La storia è incentrata su un gruppo di ragazzi che ricevono dei misteriosi messaggi sul cellulare. Nelle registrazioni della segreteria telefonica, effettuate in una data futura a quella del tempo della narrazione, si sente la loro stessa voce urlare in preda al panico. Raggiunta la data in questione, uno dopo l’altro i ragazzi iniziano a morire. Avendo intuito che presto sarebbe toccato anche a lei, l’adolescente Yumi Nakamura decide così di fare squadra con il detective Hiroshi, che sta indagando sulla morte della sorella, avvenuta in circostanze simili.
All’epoca, la premessa poco originale e simile a quella di molti altri horror giapponesi è stata motivo di forti critiche per l’opera di Takashi Miike. Tuttavia, con questo film l’autore ha voluto riflettere su una tematica che oggi ci sta più che mai a cuore: le potenziali disastrose conseguenze dell’epoca del digitale.
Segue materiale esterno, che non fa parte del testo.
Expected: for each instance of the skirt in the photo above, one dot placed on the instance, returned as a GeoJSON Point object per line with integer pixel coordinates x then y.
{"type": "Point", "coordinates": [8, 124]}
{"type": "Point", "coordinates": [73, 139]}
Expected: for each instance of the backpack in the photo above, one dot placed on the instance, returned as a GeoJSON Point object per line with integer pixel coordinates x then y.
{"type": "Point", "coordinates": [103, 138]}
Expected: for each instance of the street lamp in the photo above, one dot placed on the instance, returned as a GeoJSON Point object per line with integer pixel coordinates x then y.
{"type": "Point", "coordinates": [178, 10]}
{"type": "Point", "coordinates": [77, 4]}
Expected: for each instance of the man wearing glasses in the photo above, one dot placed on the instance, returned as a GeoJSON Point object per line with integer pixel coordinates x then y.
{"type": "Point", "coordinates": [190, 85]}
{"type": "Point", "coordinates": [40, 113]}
Il film, infatti, è strapieno di immagini in cui i personaggi guardano ossessivamente lo schermo del loro cellulare, apparendo disconnessi tra di loro. Oltre alla violenza fisica, dunque, il più grande trauma che subiscono è proprio l’alienazione dovuta alla tecnologia, che a sua volta conduce a indifferenza verso gli altri.
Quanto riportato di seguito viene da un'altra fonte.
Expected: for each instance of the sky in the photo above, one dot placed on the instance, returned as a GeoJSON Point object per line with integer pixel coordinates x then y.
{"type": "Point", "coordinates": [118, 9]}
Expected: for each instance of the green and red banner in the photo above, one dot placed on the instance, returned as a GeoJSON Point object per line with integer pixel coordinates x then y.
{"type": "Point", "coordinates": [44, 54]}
Uno dei temi principali, infatti, è la desensibilizzazione al dolore dovuta dalla prolungata esposizione al digitale. Più volte, i personaggi parlano con indifferenza delle morti dei loro compagni, o ne osservano le foto senza sembrare minimamente toccati, nonostante tali sequenze di morte siano rappresentate dal regista in maniera molto esplicita e grottesca. Il film si sofferma anche sulla spettacolarizzazione della violenza proposta dalla televisione e da Internet, grazie alla storyline di Natsumi, una ragazza che muore in diretta durante un programma televisivo.
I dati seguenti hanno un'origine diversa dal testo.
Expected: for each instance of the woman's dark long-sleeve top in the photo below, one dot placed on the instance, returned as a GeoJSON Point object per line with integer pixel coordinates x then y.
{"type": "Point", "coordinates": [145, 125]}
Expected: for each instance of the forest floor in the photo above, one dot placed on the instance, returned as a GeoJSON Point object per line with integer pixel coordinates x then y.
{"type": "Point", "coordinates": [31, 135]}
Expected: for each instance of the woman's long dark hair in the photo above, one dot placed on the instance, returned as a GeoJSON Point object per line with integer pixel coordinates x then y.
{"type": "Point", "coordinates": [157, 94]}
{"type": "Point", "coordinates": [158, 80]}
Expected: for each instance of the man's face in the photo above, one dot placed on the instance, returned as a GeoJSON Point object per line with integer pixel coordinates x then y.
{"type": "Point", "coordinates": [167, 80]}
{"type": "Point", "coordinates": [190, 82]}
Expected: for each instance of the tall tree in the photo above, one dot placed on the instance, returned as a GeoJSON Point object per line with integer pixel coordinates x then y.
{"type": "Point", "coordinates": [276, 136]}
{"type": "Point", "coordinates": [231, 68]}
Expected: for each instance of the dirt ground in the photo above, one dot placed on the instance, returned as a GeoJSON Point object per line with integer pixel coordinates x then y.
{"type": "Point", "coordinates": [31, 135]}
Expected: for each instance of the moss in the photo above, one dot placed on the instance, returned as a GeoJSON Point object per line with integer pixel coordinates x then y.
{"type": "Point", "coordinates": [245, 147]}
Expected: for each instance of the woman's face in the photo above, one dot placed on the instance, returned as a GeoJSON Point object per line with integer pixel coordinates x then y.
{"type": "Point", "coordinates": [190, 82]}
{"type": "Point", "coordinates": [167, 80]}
Prendendo esempio da Pulse di Kiyoshi Kurosawa e anticipando film come Late Night With The Devil, questo horror giapponese spesso dimenticato è riuscito a esplorare in maniera ancora attuale e spaventosa il modo in cui le tecnologie influiscono sulla psiche umana, e in particolare sulla fascinazione per il macabro e la desensibilizzazione verso la morte, la violenza e il dolore.